Nationalities questions would probably be less pressing on balance. Without the poison pill of annexing western Ukraine, Moldova, and the Baltic States, the nationalists sentiment of western Ukraine would have had a harder time "infecting/spreading to" eastern Ukraine. Belarusian national consciousness would have a chance to develop without the deaths of WW2, but Belarus is small enough to not threaten the USSR's existence. There would probably be more East Slavs relative to minority groups. The Chechens, Tatars, and Volga Germans would be more numerous and culturally rooted without the deportations of WW2.
I don't think the Central Asians would have caused too many secessionist problems, in the 1991 referendum on the USSR they were strongly in favor of keeping the Union.

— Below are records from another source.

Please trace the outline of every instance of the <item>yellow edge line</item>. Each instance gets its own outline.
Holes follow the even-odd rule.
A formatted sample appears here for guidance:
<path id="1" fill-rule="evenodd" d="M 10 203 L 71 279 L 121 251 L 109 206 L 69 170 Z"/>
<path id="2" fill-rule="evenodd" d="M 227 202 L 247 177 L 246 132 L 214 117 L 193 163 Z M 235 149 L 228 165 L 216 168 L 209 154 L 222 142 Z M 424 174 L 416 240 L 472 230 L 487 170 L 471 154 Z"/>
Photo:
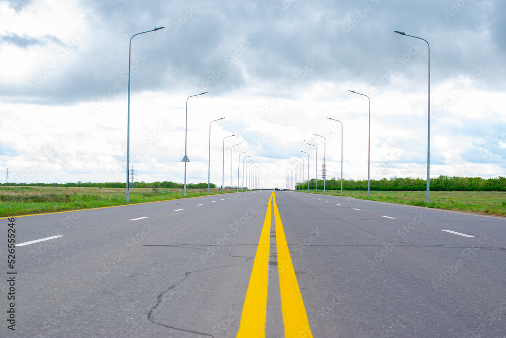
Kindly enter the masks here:
<path id="1" fill-rule="evenodd" d="M 276 204 L 275 195 L 272 203 L 274 209 L 278 272 L 279 274 L 279 288 L 285 337 L 312 337 L 304 302 L 290 257 L 281 216 Z"/>
<path id="2" fill-rule="evenodd" d="M 51 215 L 53 214 L 63 214 L 64 213 L 73 213 L 76 211 L 86 211 L 87 210 L 96 210 L 97 209 L 107 209 L 108 208 L 117 208 L 120 206 L 129 206 L 129 205 L 138 205 L 139 204 L 147 204 L 149 203 L 158 203 L 159 202 L 168 202 L 170 201 L 177 201 L 178 199 L 190 199 L 190 198 L 198 198 L 199 197 L 206 197 L 209 196 L 215 196 L 215 195 L 227 195 L 228 194 L 233 194 L 232 192 L 226 192 L 222 194 L 215 194 L 214 195 L 205 195 L 204 196 L 195 196 L 193 197 L 183 197 L 183 198 L 173 198 L 172 199 L 164 199 L 161 201 L 151 201 L 151 202 L 142 202 L 141 203 L 134 203 L 131 204 L 121 204 L 121 205 L 111 205 L 110 206 L 101 206 L 98 208 L 90 208 L 88 209 L 76 209 L 75 210 L 66 210 L 65 211 L 55 212 L 54 213 L 46 213 L 44 214 L 32 214 L 31 215 L 22 215 L 17 216 L 6 216 L 5 217 L 0 217 L 0 220 L 4 220 L 8 218 L 18 218 L 19 217 L 28 217 L 29 216 L 39 216 L 43 215 Z"/>
<path id="3" fill-rule="evenodd" d="M 267 205 L 264 227 L 257 248 L 249 284 L 242 308 L 237 337 L 265 337 L 267 313 L 267 280 L 269 275 L 269 245 L 271 233 L 271 205 L 274 193 Z"/>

Regional comparisons are important, independence probably looked like the chaos in Afghanistan for central asians, whereas the Europeans SSRs had prosperous nation states to look to as a model. The myth of the Victory WW2 was important for Soviet identity, and it's the founding myth of modern Russia. Without it the Revolution, Lenin, or Stalin may play a larger role. State admiration of Stalin would help keep Georgian separatism in check, he still has high approval ratings there today.